Dunque, parlano i suoi ministri, i deputati del suo partito, qualche consigliere a lui vicino, ognuno dice la sua laggiù ma Vladimir Vladimirovich non concede dichiarazioni e non si lascia andare ad esternazioni. Perché? Il leader del Cremlino condivide l’opinione di chi afferma che, privata dell’influenza sull’Ucraina, la Russia sarebbe costretta a ridimensionare le sue aspirazioni geopolitiche.
Simile scenario è un passo indietro rischioso, dopo due decenni di progressi, che metterebbe in discussione la sua stessa leadership politica interna. Putin, che abbia o meno letto Brzezinski, insieme al suo entourage e al gruppo di potere di cui è parte terminale, è arrivato alle medesime conclusioni.
Allora? Probabilmente, il Presidente vuole tutta l’Ucraina e crede di non potersi permettere di rinunciare ad solo un pezzetto di quella terra. La situazione, però, non è agevole anche se qualcuno al Cremlino la considera, nonostante tutto, favorevole.
In primo luogo, è determinante che il Sud-Est resista a Poroshenko per qualche mese, forse fino alla fine dell’anno. Questo il fattore dirimente che sbilancerà le forze in campo a favore dell’uno o dell’altro fronte. Sul piano militare ci sta riuscendo, grazie all’assistenza fornita da Mosca. Non bisogna farsi impressionare dal numero dei civili colpiti, e lo dico con grande tristezza, perché in un caos del genere tutto ciò viene considerato fisiologico, se non anche utile a svegliare quei settori di cittadinanza ancora passivi.

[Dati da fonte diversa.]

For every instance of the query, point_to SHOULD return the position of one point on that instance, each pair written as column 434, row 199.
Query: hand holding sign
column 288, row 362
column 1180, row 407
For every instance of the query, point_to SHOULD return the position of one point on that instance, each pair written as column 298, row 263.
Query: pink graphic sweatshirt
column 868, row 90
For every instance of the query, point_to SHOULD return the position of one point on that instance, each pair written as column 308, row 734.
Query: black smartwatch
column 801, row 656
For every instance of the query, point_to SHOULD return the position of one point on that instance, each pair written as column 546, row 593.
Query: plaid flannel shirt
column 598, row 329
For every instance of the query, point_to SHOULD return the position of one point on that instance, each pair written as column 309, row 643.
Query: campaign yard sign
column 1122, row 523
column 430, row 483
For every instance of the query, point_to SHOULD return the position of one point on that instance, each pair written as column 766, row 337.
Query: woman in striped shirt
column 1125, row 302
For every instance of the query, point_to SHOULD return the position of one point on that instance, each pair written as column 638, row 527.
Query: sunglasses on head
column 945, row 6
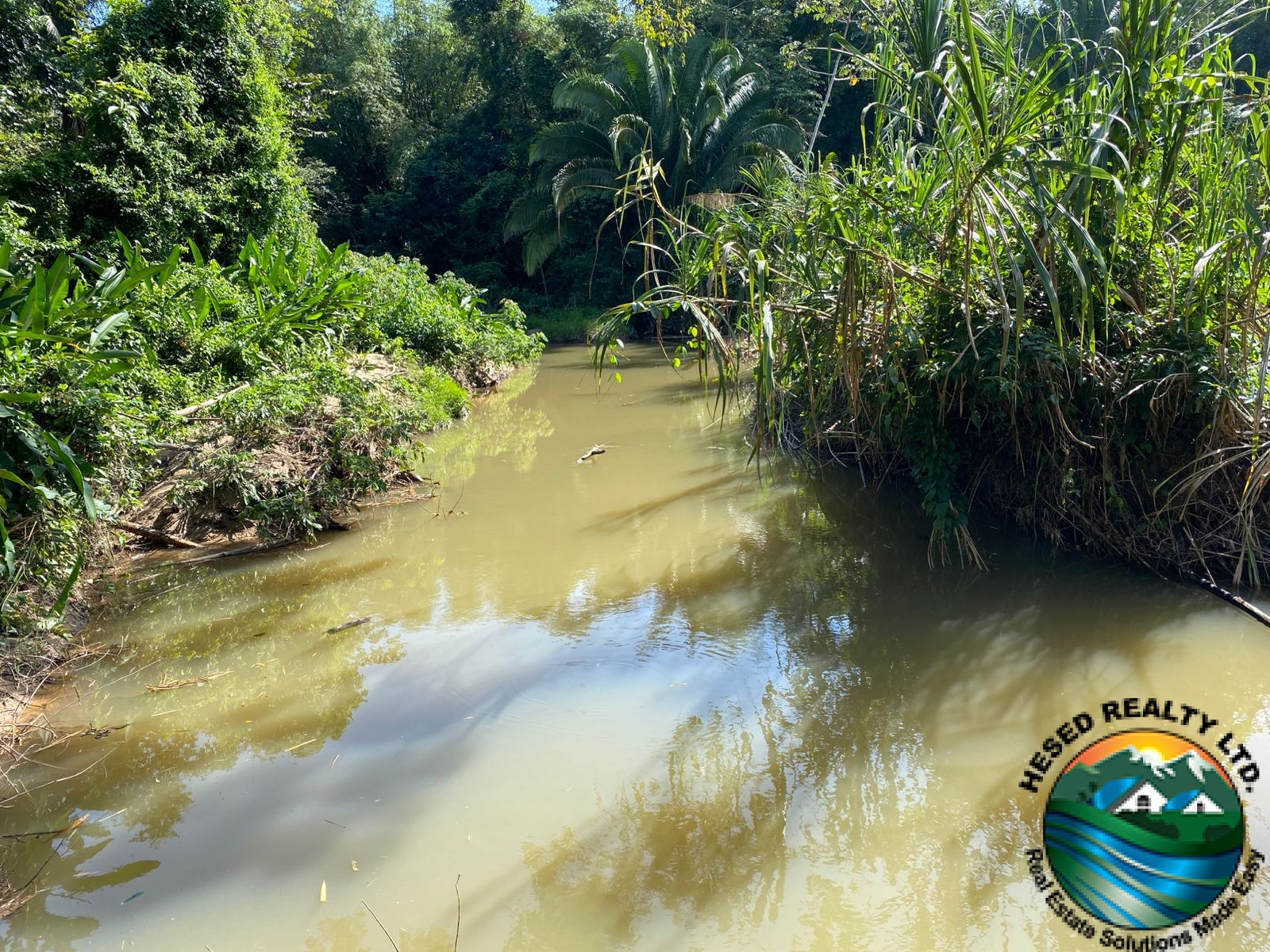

Tuttavia, le azioni indiscriminate di bombardamento sulle città orientali dimostrano che la Junta pro-atlantica non è capace di infliggere perdite concrete al vero nemico che sono i battaglioni di miliziani addestrati alla guerra e alla guerriglia. Kiev sfoga la sua frustrazione proprio come non dovrebbe, difatti è caduta nella trappola sin dal principio, imbarcandosi in un’operazione indefinita negli obiettivi, non adeguata alle forze a sua disposizione, dalla quale ora non riesce ad uscire. Sbaglia pertanto due volte, arretrando nel confronto armato e screditandosi con la popolazione. Questa caduta di reputazione presto raggiungerà la Capitale dove stanno aumentando i malumori per il disastro economico ed il disordine pubblico. Tale disfatta complessiva ricadrà sugli oligarchi al potere che sono l’incarnazione del filo-europeismo e filo-atlantismo attualmente in auge. L’associazione, nella testa della gente, tra incapacità governativa e scelta pro-occidentale dovrebbe finalmente sintetizzarsi, capovolgendo i destini del Paese che così tornerebbe a guardare ad Est per risollevarsi dalle macerie.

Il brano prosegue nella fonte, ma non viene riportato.